Given current world events, I can only surmise the impending spin at May Day 2003, and I am certain that it will be ever so more vulgar. Still I am curious, and a non-participatory attendance may be possible if I dust off and utilize my training as an anthropologist - if only for the puppets.

Film Review: Cast Away

Time idolizer and über-manager Chuck Noland, irritatingly portrayed by Tom Hanks in this FedEx infomercial, begins his odyssey by deliberation and making conscious choices. The first is to enter a car which leads to boarding an airplane. These actions represent the millions of our daily little crossroads and at the same time our free-will. An accident of history then plunges Chunk into a new chapter of his life that includes the tests of social isolation and physical survival without taken-for-granted commodities.

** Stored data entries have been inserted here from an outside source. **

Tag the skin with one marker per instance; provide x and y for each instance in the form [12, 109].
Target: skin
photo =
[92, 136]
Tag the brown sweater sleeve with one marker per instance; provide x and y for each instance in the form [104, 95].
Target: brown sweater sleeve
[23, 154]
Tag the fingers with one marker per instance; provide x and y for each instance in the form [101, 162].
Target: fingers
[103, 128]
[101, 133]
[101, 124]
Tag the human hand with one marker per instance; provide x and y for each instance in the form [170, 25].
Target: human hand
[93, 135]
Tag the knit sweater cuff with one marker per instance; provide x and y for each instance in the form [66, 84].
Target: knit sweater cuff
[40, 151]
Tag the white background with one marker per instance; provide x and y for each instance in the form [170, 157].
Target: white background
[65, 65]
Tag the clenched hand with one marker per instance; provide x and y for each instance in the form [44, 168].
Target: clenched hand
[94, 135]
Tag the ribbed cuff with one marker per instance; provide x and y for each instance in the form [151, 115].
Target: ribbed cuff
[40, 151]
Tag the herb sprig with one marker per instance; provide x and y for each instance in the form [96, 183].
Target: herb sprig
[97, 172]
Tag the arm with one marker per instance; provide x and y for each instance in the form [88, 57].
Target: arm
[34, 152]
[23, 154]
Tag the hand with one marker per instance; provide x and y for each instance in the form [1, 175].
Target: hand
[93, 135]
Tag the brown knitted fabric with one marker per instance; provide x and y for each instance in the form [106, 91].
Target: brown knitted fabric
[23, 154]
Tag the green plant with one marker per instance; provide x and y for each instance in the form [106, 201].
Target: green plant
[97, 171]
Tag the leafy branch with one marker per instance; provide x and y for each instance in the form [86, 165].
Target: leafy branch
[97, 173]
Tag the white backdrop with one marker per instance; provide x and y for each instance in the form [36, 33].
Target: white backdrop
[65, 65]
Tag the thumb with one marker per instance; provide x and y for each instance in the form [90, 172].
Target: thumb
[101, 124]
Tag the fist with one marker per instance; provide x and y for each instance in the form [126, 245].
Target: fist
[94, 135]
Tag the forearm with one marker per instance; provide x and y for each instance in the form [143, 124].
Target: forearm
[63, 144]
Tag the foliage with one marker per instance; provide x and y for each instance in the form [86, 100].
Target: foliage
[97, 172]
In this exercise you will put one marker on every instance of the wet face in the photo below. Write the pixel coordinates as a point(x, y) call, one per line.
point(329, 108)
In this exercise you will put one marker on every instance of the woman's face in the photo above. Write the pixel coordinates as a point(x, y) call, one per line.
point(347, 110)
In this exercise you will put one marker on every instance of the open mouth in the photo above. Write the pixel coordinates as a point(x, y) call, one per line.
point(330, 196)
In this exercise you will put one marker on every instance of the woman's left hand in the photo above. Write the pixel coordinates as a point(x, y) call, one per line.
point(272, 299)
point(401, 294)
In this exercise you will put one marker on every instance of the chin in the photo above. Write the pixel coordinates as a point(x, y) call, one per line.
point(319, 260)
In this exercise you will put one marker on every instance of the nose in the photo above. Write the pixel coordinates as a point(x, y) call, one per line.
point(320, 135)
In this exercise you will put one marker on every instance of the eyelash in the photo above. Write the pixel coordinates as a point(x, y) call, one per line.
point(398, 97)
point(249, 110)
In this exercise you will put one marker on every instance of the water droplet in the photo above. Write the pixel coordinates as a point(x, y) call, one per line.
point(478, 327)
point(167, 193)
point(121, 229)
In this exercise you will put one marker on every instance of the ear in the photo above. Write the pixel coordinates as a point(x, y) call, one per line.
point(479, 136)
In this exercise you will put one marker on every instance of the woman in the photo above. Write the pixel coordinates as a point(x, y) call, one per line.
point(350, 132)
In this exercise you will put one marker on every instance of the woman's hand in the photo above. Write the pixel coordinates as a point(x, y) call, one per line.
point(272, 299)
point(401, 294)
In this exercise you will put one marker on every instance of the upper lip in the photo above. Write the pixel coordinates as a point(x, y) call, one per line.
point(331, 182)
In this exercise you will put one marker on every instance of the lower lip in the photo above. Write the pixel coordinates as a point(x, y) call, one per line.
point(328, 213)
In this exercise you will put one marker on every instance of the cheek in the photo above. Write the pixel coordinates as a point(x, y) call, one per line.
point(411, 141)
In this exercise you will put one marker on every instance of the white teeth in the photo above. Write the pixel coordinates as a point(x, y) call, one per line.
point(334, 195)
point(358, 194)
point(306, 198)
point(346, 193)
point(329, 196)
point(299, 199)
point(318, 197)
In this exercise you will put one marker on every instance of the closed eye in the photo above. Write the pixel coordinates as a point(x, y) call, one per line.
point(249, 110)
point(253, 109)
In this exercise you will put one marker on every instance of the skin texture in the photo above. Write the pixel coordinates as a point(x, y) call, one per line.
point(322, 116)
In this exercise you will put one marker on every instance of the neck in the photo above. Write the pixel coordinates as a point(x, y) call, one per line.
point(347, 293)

Hanks' performance improves at this point in inverse proportion to his dialogue, and the viewer is presented with several sub-themes. Elements of Oceanic Cargo Cult are blended with corporate & social duties, love, madness, and liberation, all of which are enveloped by a totalitarian and atheistic sea. Chuck is at first antagonized by nature and conflicted between the gifts of cargo and his duty as the FedEx Man. This conflict is resolved after he buries the unfortunate and washed-up Pilot Al. This event is the symbolic and half-complete burial of Chuck's "old self".

Chuck now begins to accept the gifts of cargo and his ability to survive and to stand up to the brutality of nature increases. One piece of cargo reserved in special status, however, is left inviolate; it is a package with a butterfly image drawn on it and stands in as a symbol of rebirth and liberation. The physical and symbolic meanings behind this piece in concert with another piece of flotsam - the busted biffy - leads ultimately to Chuck's physical but not spiritual liberation.

The themes of love and madness are less convincingly developed. Surrounded by the unquestionable totality of nature, Chuck loses touch with reality and is consoled by a photo and the memories of his fiancée Kelly, which with the reserved FedEx package are venerated and anchor him as the only two remaining pieces of his "old self". The real degeneration into madness and spiritual void is portrayed by Chuck's relationship with Wilson the volleyball head.

The end of the film is a hollow let down: love lost, the corporate embrace, and the crossroads on the Texas plain with horizons as wide as the sea, all show the futility of ever having left the island -- the futility of choice. All in all, this is an appropriate film with which to enter the 21st century.